La Cour constitutionnelle thaïlandaise accepte la requête demandant la dissolution du MFP
La Cour constitutionnelle thaïlandaise a accepté hier une requête demandant la dissolution du parti d'opposition Move Forward (MFP), en lien avec l'engagement du parti de modifier la sévère loi de lèse-majesté du pays.
Le tribunal a déclaré qu'il acceptait de donner suite à une plainte déposée par la Commission électorale le 12 mars. La plainte demandait la dissolution du MFP en raison de sa promesse électorale de modifier l'article 112 du code pénal thaïlandais, qui criminalise les commentaires critiques sur le pays. la monarchie.
« Le tribunal a trouvé des preuves raisonnables pour déterminer si le parti a enfreint la loi électorale », a déclaré la Cour constitutionnelle dans un communiqué, ajoutant qu'elle avait ordonné au MFP d'envoyer des documents explicatifs au tribunal dans un délai de 15 jours.
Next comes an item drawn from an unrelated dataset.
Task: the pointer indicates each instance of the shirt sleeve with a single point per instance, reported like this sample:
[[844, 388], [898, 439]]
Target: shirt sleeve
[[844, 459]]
Une décision sera probablement rendue peu de temps après.
Cette décision fait suite à un arrêt de la Cour constitutionnelle du 31 janvier, qui a estimé que les amendements proposés par le parti à l'article 112 constituaient une tentative de renverser la monarchie constitutionnelle thaïlandaise. Le parti a nié que telle était son intention, et son porte-parole a déclaré hier qu’il « préparerait sa défense et était prêt à tous les scénarios », comme l’a rapporté Reuters.
Le MFP a remporté une victoire surprenante aux élections générales de l'année dernière, grâce à un programme progressiste qui comprenait des engagements visant à briser les monopoles commerciaux et à mettre fin à la conscription militaire. Mais le parti a été empêché de former un gouvernement par le Sénat nommé par l'armée et a depuis fait l'objet d'un examen juridique pour ses promesses électorales de modifier l'article 112, qui, selon lui, a été utilisé comme un outil pour faire taire la dissidence politique.
La décision rendue hier par la Cour rapproche le MFP de la dissolution, le sort qu'a connu son prédécesseur Future Forward début 2020. Si la Cour fait comme prévu et ordonne la dissolution du parti, son chef Pita Limjaroenrat et d'autres dirigeants peuvent s'attendre à être automatiquement banni de la politique thaïlandaise pour une longue période. Lorsque Future Forward a été interdit en 2020, plusieurs de ses principales personnalités, dont son fondateur Thanathorn Juangroongruangkit, ont été interdites de vie politique pendant 10 ans.
Quelle que soit la défense que parvient à présenter le MFP, on voit mal la Cour constitutionnelle choisir pas de dissoudre un parti qu'il avait précédemment accusé de tenter de renverser l'ordre politique thaïlandais. Si – ou quand – il le fait, il aura effectivement annuler les votes de 14,4 millions d'électeurs thaïlandais, aggravant le mécontentement qui a alimenté la popularité du MFP et poussant de nombreux jeunes Thaïlandais à des critiques plus radicales du statu quo.
La dissolution de Future Forward en 2020 a été le catalyseur de la vague de manifestations antigouvernementales qui ont eu lieu tout au long de cette année et au début de 2021. Celles-ci ont donné lieu à de rares critiques publiques à l'encontre de la monarchie thaïlandaise et du cadre juridique, notamment de l'article 112, qui empêche toute examen minutieux de son rôle dans la politique du pays.
Les manifestations ont finalement été stoppées par les restrictions gouvernementales liées au COVID-19 et le recours libéral à la loi de lèse-majesté. Selon un important groupe thaïlandais de défense des droits humains, plus de 260 personnes font actuellement l'objet d'accusations en vertu de la loi, dont beaucoup sont des dirigeants et des participants aux manifestants.
Si l'abolition de Future Forward a permis de briser le tabou monarchique, l'effacement du MFP entraînera probablement une nouvelle radicalisation dans les rangs de l'opposition, entraînant des cycles de conflits politiques dans les années à venir.